Mikhail Khodorkovsky murder charge
Russian officials Friday accused Mikhail Khodorkovsky of involvement in the murder of a Siberian mayor and the attempted assassination of a Russian businessman in the 1990s. In this photo, Mikhail Khodorkovsky, the former owner of one of Russia's largest oil companies, holds a public meeting and press conference at Izolyatsia, a non-governmental arts foundation, on April 27, 2014, in Donetsk, Ukraine. Getty Images/Brendan Hoffman

Russian officials on Friday accused Mikhail Khodorkovsky, an exiled oil tycoon and former prisoner, of being involved in the 1998 killing of Vladimir Petukhov, a Siberian mayor, and in the attempted killing of businessman Yevgeny Rybin in 1999. Authorities had claimed before that they suspected Khodorkovsky's links to the killing, but did not have proof.

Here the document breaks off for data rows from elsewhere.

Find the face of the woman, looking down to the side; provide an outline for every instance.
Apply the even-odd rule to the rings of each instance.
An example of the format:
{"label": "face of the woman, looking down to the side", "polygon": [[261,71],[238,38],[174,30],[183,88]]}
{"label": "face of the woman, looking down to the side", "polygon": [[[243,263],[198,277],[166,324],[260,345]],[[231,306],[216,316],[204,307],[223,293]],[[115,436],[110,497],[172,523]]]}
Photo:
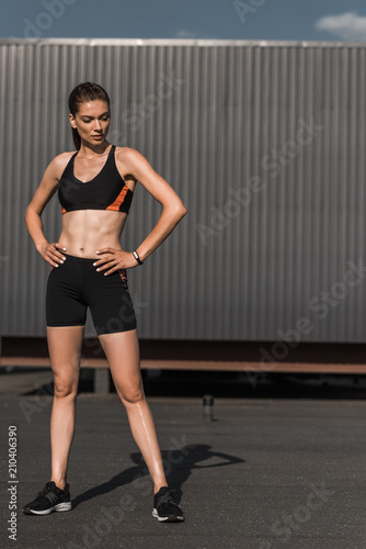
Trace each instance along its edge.
{"label": "face of the woman, looking down to the side", "polygon": [[79,104],[76,117],[69,114],[69,119],[71,126],[78,130],[81,139],[96,145],[103,143],[108,133],[111,113],[107,102],[96,99]]}

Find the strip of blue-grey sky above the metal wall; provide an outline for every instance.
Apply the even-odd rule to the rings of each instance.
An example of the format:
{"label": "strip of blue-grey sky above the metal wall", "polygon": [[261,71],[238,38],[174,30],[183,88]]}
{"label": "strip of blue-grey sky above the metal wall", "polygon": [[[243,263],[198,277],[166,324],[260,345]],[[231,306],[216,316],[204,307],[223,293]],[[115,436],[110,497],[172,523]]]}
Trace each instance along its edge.
{"label": "strip of blue-grey sky above the metal wall", "polygon": [[365,0],[9,0],[1,38],[366,41]]}

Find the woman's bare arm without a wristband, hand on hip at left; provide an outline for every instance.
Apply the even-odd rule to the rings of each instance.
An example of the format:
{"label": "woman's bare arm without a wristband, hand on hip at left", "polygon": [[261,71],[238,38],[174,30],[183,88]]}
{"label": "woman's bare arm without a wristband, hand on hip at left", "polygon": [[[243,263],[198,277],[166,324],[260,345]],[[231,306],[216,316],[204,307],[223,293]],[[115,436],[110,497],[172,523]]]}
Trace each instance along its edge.
{"label": "woman's bare arm without a wristband, hand on hip at left", "polygon": [[[49,244],[47,242],[47,238],[44,234],[41,215],[46,204],[50,201],[58,189],[57,175],[59,173],[60,169],[61,156],[62,155],[56,156],[48,165],[42,178],[41,184],[35,191],[34,197],[24,213],[26,228],[34,242],[37,251],[41,254],[44,260],[53,267],[58,267],[58,264],[60,262],[60,260],[62,260],[64,257],[62,254],[57,251],[57,248],[62,248],[66,250],[66,247],[60,243]],[[56,262],[57,260],[58,262]]]}

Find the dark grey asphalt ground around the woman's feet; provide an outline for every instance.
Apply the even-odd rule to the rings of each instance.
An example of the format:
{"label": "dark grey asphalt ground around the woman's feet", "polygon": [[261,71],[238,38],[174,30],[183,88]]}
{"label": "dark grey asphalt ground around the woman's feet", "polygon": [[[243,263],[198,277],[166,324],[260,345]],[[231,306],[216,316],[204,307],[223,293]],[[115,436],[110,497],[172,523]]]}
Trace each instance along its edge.
{"label": "dark grey asphalt ground around the woman's feet", "polygon": [[[49,373],[33,372],[35,392],[30,391],[31,372],[0,377],[1,547],[366,547],[363,384],[354,386],[348,380],[332,385],[314,379],[312,384],[262,380],[255,385],[251,379],[238,396],[233,386],[240,385],[240,378],[232,376],[231,381],[218,376],[215,382],[209,372],[191,373],[186,391],[183,372],[160,382],[157,376],[146,379],[167,479],[185,514],[184,523],[162,524],[151,515],[151,480],[123,404],[115,393],[88,391],[77,400],[68,468],[72,509],[47,516],[22,513],[22,505],[33,500],[50,474],[53,397],[39,389]],[[172,379],[179,382],[169,383]],[[169,385],[174,396],[164,394]],[[191,394],[195,391],[201,396]],[[235,396],[228,397],[226,391]],[[211,421],[204,415],[205,392],[215,395]],[[16,427],[18,483],[8,482],[9,426]],[[14,486],[13,495],[9,485]],[[16,541],[8,538],[10,502],[16,505]]]}

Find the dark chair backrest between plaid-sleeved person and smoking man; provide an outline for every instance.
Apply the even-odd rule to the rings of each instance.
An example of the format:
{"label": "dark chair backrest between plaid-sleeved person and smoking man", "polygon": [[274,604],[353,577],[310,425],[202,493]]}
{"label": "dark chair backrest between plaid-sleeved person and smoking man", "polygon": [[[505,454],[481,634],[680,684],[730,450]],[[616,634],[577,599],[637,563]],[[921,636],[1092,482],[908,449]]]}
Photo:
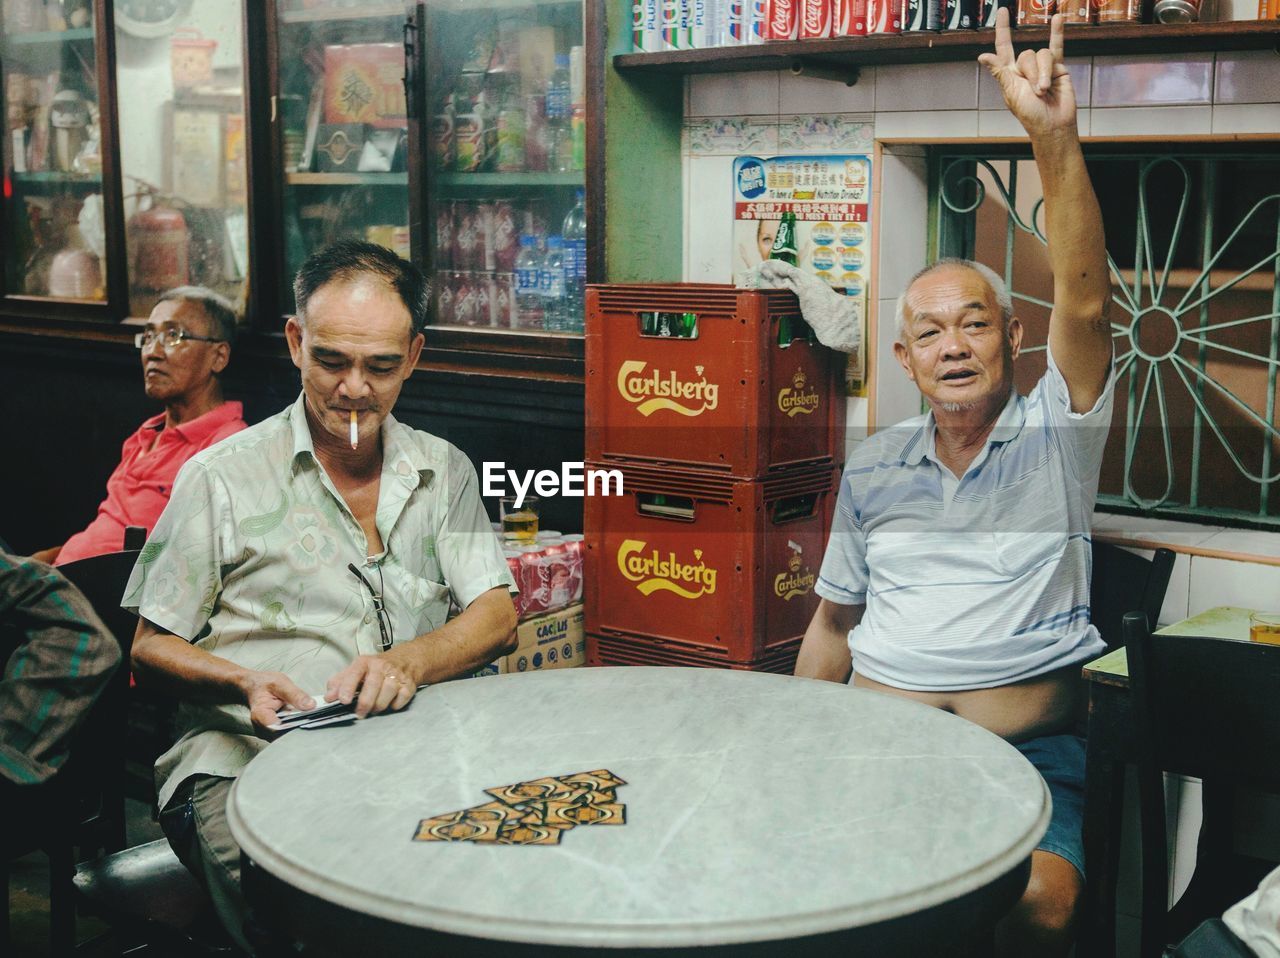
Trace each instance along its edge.
{"label": "dark chair backrest between plaid-sleeved person and smoking man", "polygon": [[110,850],[124,847],[124,761],[128,722],[129,652],[138,619],[120,608],[120,598],[138,549],[111,552],[59,566],[93,606],[102,624],[120,645],[120,667],[99,695],[93,712],[72,743],[68,774],[84,802],[86,838],[83,844]]}

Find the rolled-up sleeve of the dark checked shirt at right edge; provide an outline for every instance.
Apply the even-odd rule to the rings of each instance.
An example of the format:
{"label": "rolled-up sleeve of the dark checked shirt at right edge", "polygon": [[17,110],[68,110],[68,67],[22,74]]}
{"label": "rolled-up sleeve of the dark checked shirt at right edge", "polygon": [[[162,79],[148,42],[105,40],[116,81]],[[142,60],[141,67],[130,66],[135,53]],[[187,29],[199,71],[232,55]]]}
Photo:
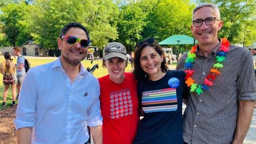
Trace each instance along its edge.
{"label": "rolled-up sleeve of the dark checked shirt at right edge", "polygon": [[238,77],[238,101],[256,100],[255,72],[251,54],[246,54]]}

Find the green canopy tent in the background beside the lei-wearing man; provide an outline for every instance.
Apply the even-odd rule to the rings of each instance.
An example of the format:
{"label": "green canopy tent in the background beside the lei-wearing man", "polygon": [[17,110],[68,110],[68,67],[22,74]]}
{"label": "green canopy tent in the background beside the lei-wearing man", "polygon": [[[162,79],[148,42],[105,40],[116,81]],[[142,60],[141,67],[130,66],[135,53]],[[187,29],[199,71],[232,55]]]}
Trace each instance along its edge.
{"label": "green canopy tent in the background beside the lei-wearing man", "polygon": [[172,35],[163,41],[160,41],[160,45],[170,45],[170,44],[178,44],[178,53],[179,53],[179,44],[194,44],[197,43],[197,40],[193,37],[187,35]]}

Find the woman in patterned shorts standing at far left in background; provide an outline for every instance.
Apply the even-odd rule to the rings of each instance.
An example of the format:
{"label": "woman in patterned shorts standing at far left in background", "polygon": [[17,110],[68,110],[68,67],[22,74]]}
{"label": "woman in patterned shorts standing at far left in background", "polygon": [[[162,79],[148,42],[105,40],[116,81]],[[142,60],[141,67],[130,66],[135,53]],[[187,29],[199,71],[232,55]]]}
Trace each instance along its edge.
{"label": "woman in patterned shorts standing at far left in background", "polygon": [[2,106],[6,106],[7,93],[9,89],[9,85],[12,86],[12,105],[15,105],[16,100],[16,83],[17,79],[15,76],[15,64],[12,62],[11,54],[9,52],[5,52],[4,54],[5,61],[0,64],[0,72],[3,74],[3,83],[5,86],[4,94],[3,94],[3,104]]}

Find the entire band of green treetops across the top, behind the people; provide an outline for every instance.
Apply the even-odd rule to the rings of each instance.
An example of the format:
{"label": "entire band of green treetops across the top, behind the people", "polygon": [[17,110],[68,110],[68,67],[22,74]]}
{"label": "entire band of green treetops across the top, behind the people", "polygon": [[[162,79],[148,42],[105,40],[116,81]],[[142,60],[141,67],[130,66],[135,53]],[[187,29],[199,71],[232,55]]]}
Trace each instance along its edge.
{"label": "entire band of green treetops across the top, behind the people", "polygon": [[[206,1],[220,8],[224,25],[219,37],[245,45],[256,41],[255,0],[199,2]],[[101,49],[118,41],[131,51],[148,37],[161,41],[174,34],[192,36],[194,7],[189,0],[1,0],[0,43],[14,46],[33,39],[45,49],[58,49],[60,30],[76,21],[88,28],[93,46]]]}

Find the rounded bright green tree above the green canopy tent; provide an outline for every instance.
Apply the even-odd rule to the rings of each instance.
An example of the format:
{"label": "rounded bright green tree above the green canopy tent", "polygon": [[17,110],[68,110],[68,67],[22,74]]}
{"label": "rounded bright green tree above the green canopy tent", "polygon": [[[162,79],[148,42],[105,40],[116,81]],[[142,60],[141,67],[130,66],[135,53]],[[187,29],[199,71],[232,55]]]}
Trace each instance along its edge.
{"label": "rounded bright green tree above the green canopy tent", "polygon": [[147,17],[143,37],[154,36],[161,41],[171,35],[191,35],[191,11],[189,1],[161,0]]}

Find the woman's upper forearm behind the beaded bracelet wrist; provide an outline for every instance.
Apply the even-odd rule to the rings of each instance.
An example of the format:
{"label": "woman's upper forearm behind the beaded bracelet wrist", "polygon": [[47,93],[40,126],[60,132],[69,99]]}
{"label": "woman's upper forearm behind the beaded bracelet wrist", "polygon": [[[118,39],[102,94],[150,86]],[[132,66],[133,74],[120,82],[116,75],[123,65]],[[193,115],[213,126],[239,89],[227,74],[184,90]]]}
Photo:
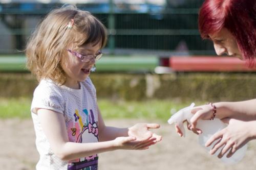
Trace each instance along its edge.
{"label": "woman's upper forearm behind the beaded bracelet wrist", "polygon": [[214,103],[218,118],[237,118],[241,120],[256,120],[256,99],[241,102]]}

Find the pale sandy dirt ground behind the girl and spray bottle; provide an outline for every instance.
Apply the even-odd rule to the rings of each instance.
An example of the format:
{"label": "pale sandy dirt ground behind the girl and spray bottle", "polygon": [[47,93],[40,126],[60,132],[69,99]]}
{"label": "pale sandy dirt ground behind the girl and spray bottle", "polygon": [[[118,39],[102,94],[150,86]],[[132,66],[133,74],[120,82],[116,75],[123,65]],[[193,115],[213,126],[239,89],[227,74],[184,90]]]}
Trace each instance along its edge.
{"label": "pale sandy dirt ground behind the girl and spray bottle", "polygon": [[[109,126],[127,127],[145,120],[117,119],[105,120]],[[235,165],[223,164],[210,156],[197,143],[197,136],[189,133],[180,138],[174,127],[163,122],[156,130],[163,136],[161,143],[146,151],[114,151],[99,155],[99,169],[218,169],[252,170],[256,167],[256,141],[249,143],[244,159]],[[0,120],[0,165],[5,170],[32,170],[38,160],[32,120]]]}

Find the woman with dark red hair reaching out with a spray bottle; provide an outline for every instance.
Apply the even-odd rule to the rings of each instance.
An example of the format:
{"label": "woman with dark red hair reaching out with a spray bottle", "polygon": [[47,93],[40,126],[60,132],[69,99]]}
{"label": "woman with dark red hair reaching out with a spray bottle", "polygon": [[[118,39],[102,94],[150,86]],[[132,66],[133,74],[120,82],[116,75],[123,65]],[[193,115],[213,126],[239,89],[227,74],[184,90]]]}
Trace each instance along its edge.
{"label": "woman with dark red hair reaching out with a spray bottle", "polygon": [[[226,54],[245,60],[255,66],[256,57],[256,0],[206,0],[199,12],[199,30],[202,38],[214,43],[217,55]],[[218,140],[210,154],[220,151],[221,158],[231,157],[245,143],[256,139],[256,99],[241,102],[218,102],[195,107],[188,129],[196,134],[199,119],[220,118],[228,126],[214,134],[206,147]],[[177,133],[182,132],[176,126]]]}

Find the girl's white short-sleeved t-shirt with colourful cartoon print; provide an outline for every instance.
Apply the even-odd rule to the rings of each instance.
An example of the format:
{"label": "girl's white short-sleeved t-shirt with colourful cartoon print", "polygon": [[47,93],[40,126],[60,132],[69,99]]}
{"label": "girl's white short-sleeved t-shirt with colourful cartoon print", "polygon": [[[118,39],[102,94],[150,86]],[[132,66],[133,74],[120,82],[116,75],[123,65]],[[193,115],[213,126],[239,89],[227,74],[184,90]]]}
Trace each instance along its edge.
{"label": "girl's white short-sleeved t-shirt with colourful cartoon print", "polygon": [[[52,151],[42,131],[36,108],[44,108],[63,114],[69,140],[86,143],[98,142],[98,112],[96,90],[90,78],[80,82],[80,89],[59,86],[51,80],[41,80],[34,91],[31,115],[36,134],[36,148],[40,159],[37,170],[97,169],[98,156],[93,155],[72,161],[62,161]],[[88,167],[88,168],[86,168]]]}

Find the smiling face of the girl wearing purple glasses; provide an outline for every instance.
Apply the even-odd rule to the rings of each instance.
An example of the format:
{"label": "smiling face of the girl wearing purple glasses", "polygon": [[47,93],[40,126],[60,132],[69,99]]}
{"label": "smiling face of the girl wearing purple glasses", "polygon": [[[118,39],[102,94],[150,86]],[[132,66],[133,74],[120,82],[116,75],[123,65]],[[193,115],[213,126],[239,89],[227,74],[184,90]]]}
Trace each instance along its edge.
{"label": "smiling face of the girl wearing purple glasses", "polygon": [[[82,55],[94,55],[100,53],[100,43],[93,46],[91,43],[79,46],[76,53]],[[73,51],[72,47],[68,48],[69,50]],[[81,59],[70,51],[66,51],[66,56],[61,62],[62,69],[65,71],[67,75],[67,80],[64,85],[78,89],[79,84],[78,82],[86,80],[86,78],[90,75],[90,70],[95,64],[94,57],[86,58],[86,62],[82,62]]]}

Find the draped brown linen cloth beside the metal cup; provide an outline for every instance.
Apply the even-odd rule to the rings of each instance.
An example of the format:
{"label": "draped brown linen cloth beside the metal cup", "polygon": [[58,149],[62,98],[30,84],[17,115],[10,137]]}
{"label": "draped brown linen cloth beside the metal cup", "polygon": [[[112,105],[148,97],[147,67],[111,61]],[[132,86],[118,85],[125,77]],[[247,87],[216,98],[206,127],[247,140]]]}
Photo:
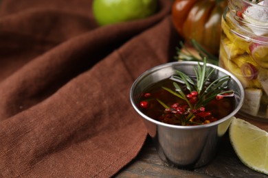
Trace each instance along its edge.
{"label": "draped brown linen cloth beside the metal cup", "polygon": [[170,59],[172,1],[106,27],[91,3],[1,1],[0,177],[111,177],[142,148],[129,91]]}

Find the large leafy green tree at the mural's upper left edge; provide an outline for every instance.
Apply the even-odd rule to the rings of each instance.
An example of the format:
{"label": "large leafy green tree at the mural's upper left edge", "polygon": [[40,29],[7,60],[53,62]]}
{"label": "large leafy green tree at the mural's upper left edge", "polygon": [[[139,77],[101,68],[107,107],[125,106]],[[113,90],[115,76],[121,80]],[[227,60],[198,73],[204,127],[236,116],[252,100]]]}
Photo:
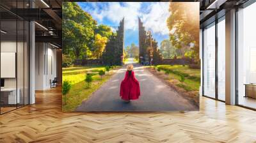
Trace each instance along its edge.
{"label": "large leafy green tree at the mural's upper left edge", "polygon": [[90,56],[97,22],[77,3],[65,2],[62,8],[63,54],[74,59]]}

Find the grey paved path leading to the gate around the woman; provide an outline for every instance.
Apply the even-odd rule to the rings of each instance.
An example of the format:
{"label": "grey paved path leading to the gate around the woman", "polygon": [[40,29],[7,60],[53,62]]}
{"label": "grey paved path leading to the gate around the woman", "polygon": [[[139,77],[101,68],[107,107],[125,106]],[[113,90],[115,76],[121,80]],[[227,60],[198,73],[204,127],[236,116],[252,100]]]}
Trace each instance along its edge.
{"label": "grey paved path leading to the gate around the woman", "polygon": [[193,103],[186,100],[164,82],[157,79],[143,66],[134,64],[136,78],[140,82],[141,96],[138,100],[126,103],[121,100],[120,83],[124,79],[125,66],[95,93],[84,100],[77,111],[172,111],[196,110]]}

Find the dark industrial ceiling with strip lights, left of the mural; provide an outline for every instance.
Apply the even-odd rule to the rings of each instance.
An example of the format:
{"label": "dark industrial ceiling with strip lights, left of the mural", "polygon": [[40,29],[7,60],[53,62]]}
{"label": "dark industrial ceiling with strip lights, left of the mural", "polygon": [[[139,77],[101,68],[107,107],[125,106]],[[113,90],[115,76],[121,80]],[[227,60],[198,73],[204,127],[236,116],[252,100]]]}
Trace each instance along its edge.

Khodorkovsky, the former chairman and CEO of the bankrupt oil and gas corporation Yukos, has so far denied the allegations by Russian prosecutors and, on Wednesday, accused Russian president Vladimir Putin of driving Russia to a point where a revolution will be "inevitable and necessary." He added that he will help to bring the revolution. He also accused Kremlin of conducting an "anti-constitutional coup" by following a suicidal foreign policy, introducing unlawful laws and prosecuting citizens in corrupt courts.

Petukhov was the mayor of Nefteyugansk, the town where Khodorkovsky's oil company was based at the time. In Rybin’s case, while the businessman survived an assassination attempt, his bodyguard was killed.

Khodorkovsky, who was once considered one of the richest men in Russia, was arrested in 2003 and charged with fraud in what has been previously referred to as an inquiry orchestrated by Kremlin. In May 2005, he was sentenced to nine years in jail over it and, in December 2010, while he was serving the sentence, his jail time was extended till 2014. He was pardoned by Putin in 2013, following which he moved to Switzerland.

Since his release, Khodorkovsky has openly criticized the Russian administration from Switzerland. Denying the murder allegations against him, Khodorkovsky said, according to Tass, that he was ready to face questions in the case, but only to Swiss authorities. He had also said Wednesday that neither he nor his representatives planned to appear in the Investigative Committee for questioning.

"If the country where I live not finds it necessary for me to answer these questions, I will do that," Khodorkovsky said, adding: "If the country where I’m now living deems it necessary to get answers to these questions [formulated by investigators], I’ll answer these questions."

He also said Wednesday, according to AP, that he told Putin in a pardon letter that he would not enter politics before his prison term ended and while he was taking care of his ailing mother. But since his mother passed away last August, he felt he "no longer had any obligations."